Sunday, January 25, 2009

Alone With The Horrors

I never used to think of myself as a horror fan. In fact when people used to ask me if I read Horror I would say "Only H.P. Lovecraft and the occasional Stephen King book." And for many years that was true. My problem with the genre back then was that I considered it to be a negative genre in that most of the time most or all of the protagonists died. Even in Lovecraft, who interested me more for his cosmic visions than his creepy crawlies, the stories usually ended with the protagonist killed by some gibbering slavering thing. That's just not the way my mind works. Not the sort of thing I write.
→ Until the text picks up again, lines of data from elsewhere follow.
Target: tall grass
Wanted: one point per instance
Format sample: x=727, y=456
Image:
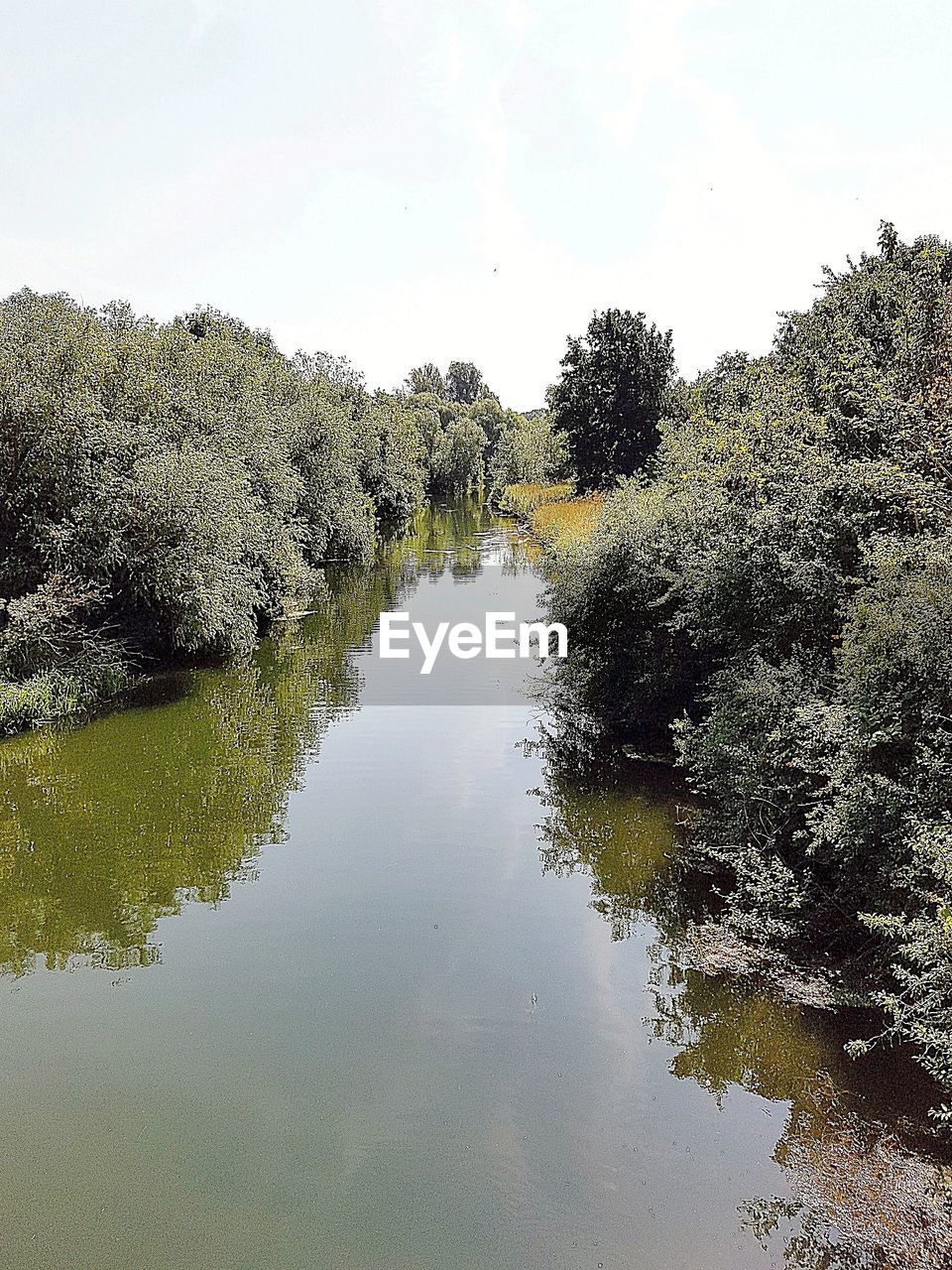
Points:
x=553, y=516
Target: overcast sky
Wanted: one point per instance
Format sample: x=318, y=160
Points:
x=425, y=180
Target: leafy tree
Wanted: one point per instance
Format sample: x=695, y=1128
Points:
x=425, y=379
x=774, y=593
x=465, y=382
x=616, y=386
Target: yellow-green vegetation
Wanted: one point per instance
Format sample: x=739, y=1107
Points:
x=552, y=513
x=522, y=499
x=774, y=593
x=562, y=524
x=168, y=490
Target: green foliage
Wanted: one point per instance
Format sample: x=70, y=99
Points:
x=167, y=490
x=615, y=388
x=775, y=589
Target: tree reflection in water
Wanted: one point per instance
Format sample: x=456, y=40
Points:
x=867, y=1189
x=109, y=826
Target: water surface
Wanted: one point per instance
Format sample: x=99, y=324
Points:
x=306, y=964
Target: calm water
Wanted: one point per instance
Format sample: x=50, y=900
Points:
x=308, y=965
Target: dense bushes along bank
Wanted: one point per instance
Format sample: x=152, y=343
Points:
x=774, y=592
x=168, y=490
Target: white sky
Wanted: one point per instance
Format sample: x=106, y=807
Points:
x=428, y=180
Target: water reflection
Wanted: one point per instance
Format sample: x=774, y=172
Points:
x=107, y=828
x=866, y=1188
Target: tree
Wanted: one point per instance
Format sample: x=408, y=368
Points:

Like Jim Kirk, I don't believe in a no win scenario.
But over time I found that I could sort of see why horror is written that way and that it works with a completely different set of emotions and symbols that other forms of fiction, and part of the structure requires that everybody or most everybody dies. Because at its deepest darkest heart, horror is about death. In Stephen King's non fiction book Danse Macabre King puts forth the theory that the horror tale is a sort of rehearsal for death. A way of walking up to the grim reaper and shaking hands but still being able to back away. I'm not entirely in agreement, but I think their are definite elements of that in horror fiction. Other genres deal in death. Mystery, suspense, even fantasy. But none of them smack you right in the face with it the way that a well told horror story does. (And truthfully many 'mystery novels' come closer to horror than whodunit. I'm thinking of serial killer books in particular, where it's all about lingering over death and suffering.)
Anyway, looking over my reading for the last couple of years I find a large amount of horror fiction has crept in. There are a couple of reasons for that I think. One was my growing conviction that the best sword & sorcery stories are horror stories at the center. Robert E. Howard, who could write a mean horror tale when he wanted, set his heroes against the same sorts of dark menaces that appeared in his 'straight' horror tales. And yes, in many Conan and particularly Solomon Kane stories everybody or almost everybody dies. Being series characters Kane or Conan or Kull manage to escape at the end but often everyone else meets a gibbering slavering end just as surely as if they were in a Lovecraft tale. There are other connections between the S&S and horror genres. When Karl Edward Wagner wasn't turning out tales of his immortal warrior Kane, he was writing and editing mountains of horror fiction and he once noted that the Kane stories were really horror stories with just enough swordplay and action dropped in. Reading Ramsey Campbell's S&S tales of Ryre led me to reading his horror stories and novels. Reading a single story by F. Paul Wilson in a collection of S&S stories led me to reading Wilson's horror novels. Many connections as you see.
The second reason comes from my study of the Gothic novels of the 1700-1800s. Reading about The Mysteries of Udolpho or The Monk often led me to other Gothic tales and to discovering authors with whom I wasn't familiar and that led to reading more stories of horror. H.P. Lovecraft's Book of Horror, which I reviewed a few posts earlier has a good cross sampling of the authors I discovered or re-discovered.
So now when people ask me if I read horror fiction I say yes. I'm still pretty particular about what I read, but I've definitely become a fan of the genre. Don't look for me to write any pure horror anytime soon though. I still don't believe in a no win scenario.

1 comment:

Dark Worlds Club said...

I've always felt that sword & Sorcery is one part Fantasy and one part horror. A great example is "The Slithering Shadow" by Robert E. Howard. People lying around stoned out of their minds waiting for a slimy critter to come and eat them. That's horror. The fact that Conan kills it in a great fight scene pulls it back from being completely horror, thus S&S. This was HPL's influence over REH.